Ajudar o paciente aceitar a morte e a família a entendê-la faz parte de um trabalho muito meticuloso, é como planejar uma viagem com partida mas sem volta, mas fazer daqueles dias antecedentes a partida, dias maravilhosos, inesquecíveis para quem fica e para quem vai. A enfermagem faz parte deste processo, está mais próxima do paciente, sabe toda a sua evolução, conhece a família, pode sim com certeza ser o porto seguro no momento da partida, mas pode fazer melhor, pode fazer esta partida ser mais bem aceita.

Formarei final de 2012, mas vou começar a trabalhar desde já neste tema, farei uns projetos e quero levar mais adiante como projeto pessoal na minha formação. É um desafio para mim, que sou do resgate, que tenho o ímpeto do heróismo, e a missão de manter vivo o paciente, talvez por isso que tenha escolhido, por ser o outro lado da moeda, por ser na verdade um trabalho digno, mas que poucos se dispõe a fazê-lo.

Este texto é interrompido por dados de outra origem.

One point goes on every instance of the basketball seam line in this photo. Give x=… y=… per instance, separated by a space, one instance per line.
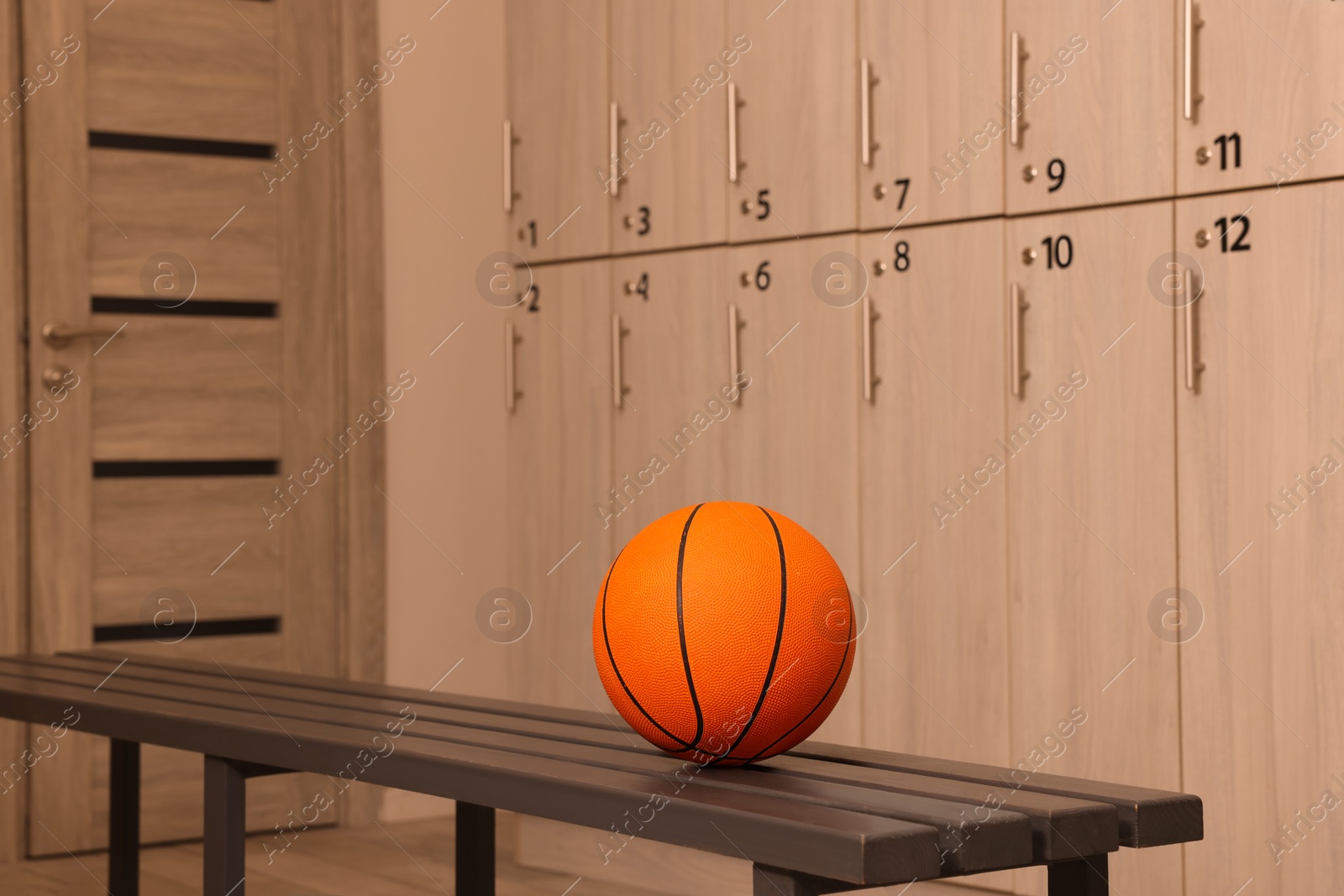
x=844 y=658
x=680 y=629
x=617 y=671
x=779 y=638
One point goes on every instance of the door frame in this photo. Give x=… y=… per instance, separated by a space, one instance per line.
x=358 y=289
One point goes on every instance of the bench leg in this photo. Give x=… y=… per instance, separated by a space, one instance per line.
x=226 y=804
x=475 y=851
x=1079 y=878
x=124 y=820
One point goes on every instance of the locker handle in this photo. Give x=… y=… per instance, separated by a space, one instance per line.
x=1016 y=305
x=618 y=387
x=1194 y=367
x=1016 y=55
x=1193 y=23
x=732 y=132
x=736 y=325
x=615 y=134
x=508 y=165
x=869 y=318
x=511 y=392
x=866 y=85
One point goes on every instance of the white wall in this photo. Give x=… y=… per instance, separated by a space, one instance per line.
x=441 y=143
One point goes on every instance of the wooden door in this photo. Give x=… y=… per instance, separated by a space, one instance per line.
x=185 y=320
x=1260 y=547
x=934 y=123
x=792 y=443
x=1088 y=450
x=672 y=432
x=796 y=123
x=933 y=573
x=669 y=191
x=558 y=485
x=555 y=141
x=1095 y=105
x=1267 y=94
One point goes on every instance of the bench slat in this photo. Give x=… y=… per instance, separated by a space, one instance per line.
x=1062 y=828
x=816 y=840
x=968 y=844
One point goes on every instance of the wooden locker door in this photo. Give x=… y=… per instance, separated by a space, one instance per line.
x=1267 y=93
x=1092 y=531
x=792 y=445
x=669 y=191
x=797 y=123
x=559 y=470
x=934 y=93
x=555 y=137
x=1095 y=103
x=178 y=329
x=1260 y=550
x=933 y=575
x=671 y=434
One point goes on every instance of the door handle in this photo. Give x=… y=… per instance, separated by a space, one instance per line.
x=1016 y=55
x=869 y=379
x=732 y=132
x=511 y=392
x=736 y=325
x=1016 y=305
x=1193 y=23
x=508 y=165
x=58 y=333
x=866 y=85
x=618 y=387
x=615 y=136
x=1194 y=367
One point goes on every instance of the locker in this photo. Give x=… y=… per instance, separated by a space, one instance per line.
x=669 y=437
x=1260 y=519
x=1088 y=448
x=554 y=139
x=667 y=112
x=792 y=120
x=931 y=89
x=1089 y=102
x=1261 y=94
x=933 y=571
x=792 y=445
x=561 y=385
x=936 y=649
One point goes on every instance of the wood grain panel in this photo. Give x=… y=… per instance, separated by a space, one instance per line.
x=1272 y=74
x=559 y=453
x=187 y=387
x=178 y=532
x=213 y=211
x=793 y=443
x=183 y=69
x=940 y=82
x=1097 y=76
x=13 y=611
x=1089 y=461
x=799 y=128
x=1261 y=512
x=936 y=582
x=558 y=105
x=665 y=167
x=60 y=457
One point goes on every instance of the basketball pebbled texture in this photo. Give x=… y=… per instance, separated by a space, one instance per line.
x=723 y=633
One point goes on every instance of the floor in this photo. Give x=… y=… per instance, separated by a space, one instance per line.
x=407 y=859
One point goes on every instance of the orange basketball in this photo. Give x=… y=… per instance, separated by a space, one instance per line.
x=723 y=633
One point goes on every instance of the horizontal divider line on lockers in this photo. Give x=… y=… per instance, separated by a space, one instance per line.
x=940 y=223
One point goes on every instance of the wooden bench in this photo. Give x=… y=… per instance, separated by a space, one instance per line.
x=822 y=819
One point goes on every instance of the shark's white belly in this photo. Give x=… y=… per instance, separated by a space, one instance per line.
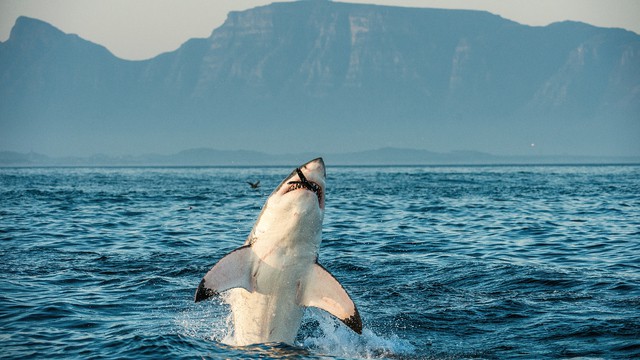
x=260 y=318
x=275 y=274
x=273 y=312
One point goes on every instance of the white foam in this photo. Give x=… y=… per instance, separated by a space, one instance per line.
x=333 y=338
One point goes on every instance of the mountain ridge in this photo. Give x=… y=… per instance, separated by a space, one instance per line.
x=287 y=74
x=375 y=157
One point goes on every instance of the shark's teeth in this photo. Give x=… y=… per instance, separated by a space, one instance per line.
x=310 y=185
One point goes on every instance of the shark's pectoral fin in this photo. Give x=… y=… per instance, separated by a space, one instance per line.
x=232 y=271
x=323 y=291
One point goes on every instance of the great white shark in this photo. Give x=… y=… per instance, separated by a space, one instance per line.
x=275 y=275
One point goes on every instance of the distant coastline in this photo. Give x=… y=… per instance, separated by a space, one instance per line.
x=377 y=157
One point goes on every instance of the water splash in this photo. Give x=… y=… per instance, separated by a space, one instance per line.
x=323 y=334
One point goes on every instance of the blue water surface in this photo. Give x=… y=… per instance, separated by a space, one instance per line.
x=442 y=262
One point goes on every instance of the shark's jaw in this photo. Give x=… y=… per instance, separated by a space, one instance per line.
x=305 y=184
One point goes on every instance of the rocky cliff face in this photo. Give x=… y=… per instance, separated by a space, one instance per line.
x=373 y=75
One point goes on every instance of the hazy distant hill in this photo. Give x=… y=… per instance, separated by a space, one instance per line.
x=318 y=75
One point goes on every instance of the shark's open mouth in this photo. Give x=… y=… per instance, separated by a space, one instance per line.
x=306 y=184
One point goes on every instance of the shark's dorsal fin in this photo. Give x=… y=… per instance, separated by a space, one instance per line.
x=323 y=291
x=232 y=271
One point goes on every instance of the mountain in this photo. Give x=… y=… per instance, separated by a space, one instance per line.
x=377 y=157
x=318 y=76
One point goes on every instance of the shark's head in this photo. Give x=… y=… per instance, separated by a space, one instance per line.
x=295 y=207
x=305 y=186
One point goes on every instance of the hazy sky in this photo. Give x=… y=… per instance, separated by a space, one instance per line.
x=140 y=29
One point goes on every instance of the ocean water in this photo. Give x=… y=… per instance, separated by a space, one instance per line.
x=442 y=262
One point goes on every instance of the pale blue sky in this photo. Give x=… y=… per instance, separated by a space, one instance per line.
x=142 y=29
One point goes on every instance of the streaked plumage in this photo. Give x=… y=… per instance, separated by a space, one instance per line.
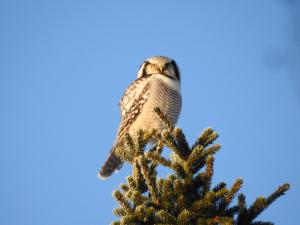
x=158 y=84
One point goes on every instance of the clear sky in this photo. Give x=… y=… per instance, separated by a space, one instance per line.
x=65 y=64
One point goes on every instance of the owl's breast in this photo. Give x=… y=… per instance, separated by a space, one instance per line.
x=164 y=96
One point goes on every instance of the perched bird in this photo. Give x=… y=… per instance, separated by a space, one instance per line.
x=157 y=84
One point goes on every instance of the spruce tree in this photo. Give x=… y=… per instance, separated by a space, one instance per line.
x=187 y=196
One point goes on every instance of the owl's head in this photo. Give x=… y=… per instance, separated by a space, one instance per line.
x=160 y=65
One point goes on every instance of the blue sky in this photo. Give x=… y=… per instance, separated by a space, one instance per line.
x=65 y=64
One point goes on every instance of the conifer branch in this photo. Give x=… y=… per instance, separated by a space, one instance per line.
x=187 y=196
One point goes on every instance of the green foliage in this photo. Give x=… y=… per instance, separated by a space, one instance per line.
x=186 y=196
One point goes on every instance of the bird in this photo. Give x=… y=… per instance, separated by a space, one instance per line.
x=157 y=85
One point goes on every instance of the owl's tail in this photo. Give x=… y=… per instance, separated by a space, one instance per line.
x=112 y=164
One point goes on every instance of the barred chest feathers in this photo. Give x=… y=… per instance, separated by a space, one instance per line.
x=164 y=92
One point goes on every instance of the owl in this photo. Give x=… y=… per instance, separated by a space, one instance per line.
x=157 y=85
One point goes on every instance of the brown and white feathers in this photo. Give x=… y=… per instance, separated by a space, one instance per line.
x=157 y=84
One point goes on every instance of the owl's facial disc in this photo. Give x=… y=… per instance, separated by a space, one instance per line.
x=160 y=65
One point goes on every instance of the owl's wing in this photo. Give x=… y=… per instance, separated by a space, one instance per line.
x=133 y=101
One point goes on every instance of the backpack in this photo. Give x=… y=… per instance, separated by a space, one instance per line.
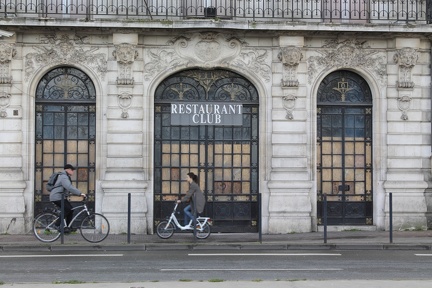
x=51 y=181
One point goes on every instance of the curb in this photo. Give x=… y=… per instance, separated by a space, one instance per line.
x=186 y=247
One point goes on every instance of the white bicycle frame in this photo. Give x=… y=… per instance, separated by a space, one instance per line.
x=84 y=210
x=201 y=221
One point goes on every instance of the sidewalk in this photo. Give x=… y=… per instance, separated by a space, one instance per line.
x=344 y=240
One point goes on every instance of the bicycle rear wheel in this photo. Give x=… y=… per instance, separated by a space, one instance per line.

E você o que faria se soubesse que tem um certo tempo de vida?

3 comentários:

SER PENSANTE disse...

Olá Jane,
Achei engraçado qdo li que me encontrou ao buscar uma imagem sobre morte (cruz credo!),rsrsrsrs...
Fico feliz em saber que temos coisas em comum e mais feliz ainda de encontrar alguém que compartilha idéias tmb, vou visitá-la em seu blog para deliciar a mente, gde bj!Edilane

SER PENSANTE disse...

Morte, este foi meu tema de monografia, no qual sugeri a inserção da matéria TANATOLOGIA na graduação em Enfermagem, pois até hoje percebo que lidamos com a morte com tabus e preconceitos, além de não termos o preparo necessário. Como um cuidador cuidará e auxiliará alguém, se o mesmo não sabe como lidar com tal fato?!
E se eu sobesse que morreria?... aproveitaria o tempo que restasse para mostrar o quanto amo as pessoas ao meu redor e o quanto vale a pena viver!!!
bjs

Thiago de Meira Rezende disse...

Jane,
Desejo que este ano você volte a escrever no seu blog para compartilharmos ideias, pensamentos, sugestões a respeito de temas variados. Um 2013 abençoado a você e todos de sua família repleto de realizações. Abraços, Thiago!